The latest Street.com column is up: “Myths of the 2004 Election.”
Its a look at some of the more annoying fallacies of this elction cycle.
Variant Perception
“Variant perception” is an investing stratagem used to obtain a philosophical advantage in the market. The key to this is in determining what other investors might be either overlooking or taking for granted. If you can find out what’s wrong in everybody else’s assumptions, then you will have a distinct advantage.
Previously, we looked at several variant perceptions: Our review of so-called presidential futures showed how unreliable they were, despite their heavy usage by high-profile journalists. Further, our discussion on how many had confused politics with economics took a similar tack. We even looked at the correlation between the S&P 500 performance and the president’s approval rating, and saw how some analysts drew exactly the wrong conclusion from the charts.
Let’s apply this variant perception to the more common myths bouncing around the mainstream media today — the illusions that might negatively affect your investing.
The market hates uncertainty — it astounds me how these words so totally misunderstand capital markets, investor psychology and the basic principles of physics.
Investing in the stock market is about the future. By definition, the future is uncertain. Hence, the markets are all about uncertainty. Put another way, when you invest in a company, you are essentially making a prediction of what a dollar of that company’s earnings is worth X months in the future. Oh, the uncertainty of it all!

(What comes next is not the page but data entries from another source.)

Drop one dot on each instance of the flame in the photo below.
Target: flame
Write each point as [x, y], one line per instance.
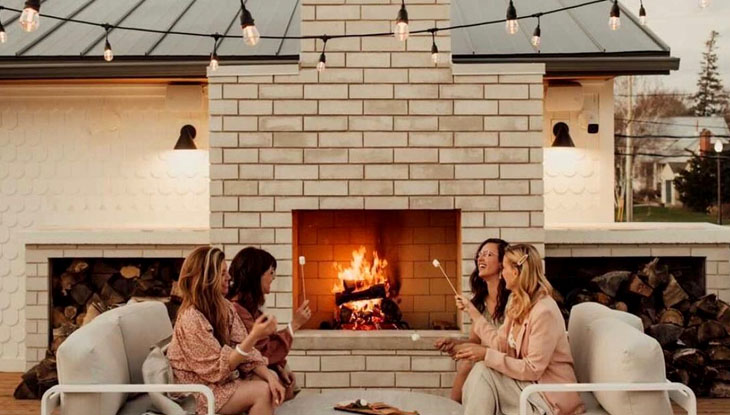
[360, 275]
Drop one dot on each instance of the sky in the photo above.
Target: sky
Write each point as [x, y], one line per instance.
[685, 27]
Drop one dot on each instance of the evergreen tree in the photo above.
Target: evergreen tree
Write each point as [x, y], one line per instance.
[710, 98]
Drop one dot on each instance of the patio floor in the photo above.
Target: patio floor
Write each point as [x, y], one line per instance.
[8, 382]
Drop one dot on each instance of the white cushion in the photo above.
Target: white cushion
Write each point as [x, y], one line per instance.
[93, 354]
[581, 315]
[618, 353]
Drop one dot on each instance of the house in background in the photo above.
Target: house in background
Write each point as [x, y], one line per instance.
[680, 137]
[88, 170]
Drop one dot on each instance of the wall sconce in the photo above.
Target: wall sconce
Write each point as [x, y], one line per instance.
[561, 131]
[187, 135]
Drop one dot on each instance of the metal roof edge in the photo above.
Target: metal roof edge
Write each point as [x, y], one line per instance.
[123, 67]
[600, 64]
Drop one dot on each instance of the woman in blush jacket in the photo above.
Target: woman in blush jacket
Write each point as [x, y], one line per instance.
[530, 347]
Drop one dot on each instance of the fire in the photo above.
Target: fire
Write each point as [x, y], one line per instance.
[361, 276]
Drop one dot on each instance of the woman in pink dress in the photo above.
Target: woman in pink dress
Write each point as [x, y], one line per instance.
[210, 344]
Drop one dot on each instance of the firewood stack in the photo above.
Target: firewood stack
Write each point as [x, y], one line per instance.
[87, 288]
[694, 332]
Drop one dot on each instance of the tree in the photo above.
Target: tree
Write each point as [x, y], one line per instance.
[710, 98]
[697, 184]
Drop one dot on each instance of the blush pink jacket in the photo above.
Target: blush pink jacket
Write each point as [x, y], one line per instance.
[542, 355]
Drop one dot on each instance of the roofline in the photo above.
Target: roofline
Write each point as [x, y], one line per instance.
[145, 67]
[588, 64]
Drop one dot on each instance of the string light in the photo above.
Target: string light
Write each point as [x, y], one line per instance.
[536, 40]
[322, 64]
[3, 35]
[512, 25]
[251, 35]
[614, 22]
[213, 65]
[401, 31]
[642, 14]
[30, 18]
[108, 54]
[434, 48]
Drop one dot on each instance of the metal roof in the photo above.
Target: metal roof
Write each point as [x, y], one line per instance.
[577, 41]
[67, 49]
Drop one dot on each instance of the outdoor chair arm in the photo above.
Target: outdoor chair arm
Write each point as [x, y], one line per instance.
[678, 392]
[51, 399]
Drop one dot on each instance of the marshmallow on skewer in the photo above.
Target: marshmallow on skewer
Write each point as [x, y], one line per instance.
[437, 264]
[302, 261]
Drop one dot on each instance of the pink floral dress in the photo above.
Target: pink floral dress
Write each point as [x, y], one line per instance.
[196, 356]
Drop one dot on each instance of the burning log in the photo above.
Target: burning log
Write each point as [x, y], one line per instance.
[376, 291]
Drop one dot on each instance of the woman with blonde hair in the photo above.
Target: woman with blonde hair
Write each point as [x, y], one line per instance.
[210, 345]
[531, 346]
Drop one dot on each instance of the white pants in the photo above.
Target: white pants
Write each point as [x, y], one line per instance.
[489, 392]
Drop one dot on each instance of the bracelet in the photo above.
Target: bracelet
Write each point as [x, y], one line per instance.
[241, 352]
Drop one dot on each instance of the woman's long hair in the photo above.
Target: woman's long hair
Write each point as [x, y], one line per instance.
[247, 267]
[531, 283]
[479, 287]
[200, 282]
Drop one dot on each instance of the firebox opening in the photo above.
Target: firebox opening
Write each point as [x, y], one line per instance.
[373, 269]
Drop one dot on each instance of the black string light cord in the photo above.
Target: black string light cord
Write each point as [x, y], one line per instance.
[354, 35]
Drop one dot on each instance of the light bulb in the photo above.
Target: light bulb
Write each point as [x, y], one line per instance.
[512, 25]
[614, 22]
[642, 15]
[536, 38]
[322, 65]
[401, 31]
[29, 19]
[251, 35]
[108, 54]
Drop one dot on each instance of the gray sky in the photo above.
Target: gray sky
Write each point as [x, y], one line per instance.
[685, 27]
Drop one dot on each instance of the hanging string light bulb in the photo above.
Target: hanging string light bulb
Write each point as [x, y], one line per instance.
[401, 31]
[3, 35]
[108, 54]
[434, 48]
[30, 18]
[614, 22]
[213, 65]
[536, 39]
[512, 25]
[642, 14]
[322, 64]
[251, 35]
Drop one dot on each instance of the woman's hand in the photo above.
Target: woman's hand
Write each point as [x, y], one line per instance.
[277, 390]
[470, 351]
[301, 316]
[463, 304]
[264, 326]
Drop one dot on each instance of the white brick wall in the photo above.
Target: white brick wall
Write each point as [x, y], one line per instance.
[381, 128]
[93, 157]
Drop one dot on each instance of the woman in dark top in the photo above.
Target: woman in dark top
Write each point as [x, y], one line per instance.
[253, 270]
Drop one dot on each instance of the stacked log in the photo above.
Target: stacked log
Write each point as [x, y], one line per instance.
[86, 288]
[693, 332]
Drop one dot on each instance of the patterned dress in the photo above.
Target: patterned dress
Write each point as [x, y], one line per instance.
[196, 356]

Consider what would happen if there weren’t uncertainty. Who would take the other side of your trade? If you are a buyer (seller), without uncertainty there would be no sellers (buyers).
Consider the opposite: When has the market been certain? I recall in March 2000, when the Nasdaq was over 5,000, everyone seemed certain we were going to go much higher. (I assume you recall how that worked out.) In October 2002, a lot of profitable tech and telecom firms were trading for less than book value — and some were trading for less than cash in hand — the market was certain we were going much lower. In other words, investors had collectively decided that $1 was worth about 75 cents.
So much for certainty.
Like most cliches, “The market hates uncertainty” started out with a grain of truth. Then it got dumbed down so as to lose all value.
Instead of saying “The market hates uncertainty,” what we should say is, “Investing when externalities are extremely difficult to discount is unusually challenging; in those instances, the market’s future discounting mechanism provides no insight into the likelihood of any one particular outcome over another.”
That’s a very different statement from the silly sound bite: “The market hates uncertainty.”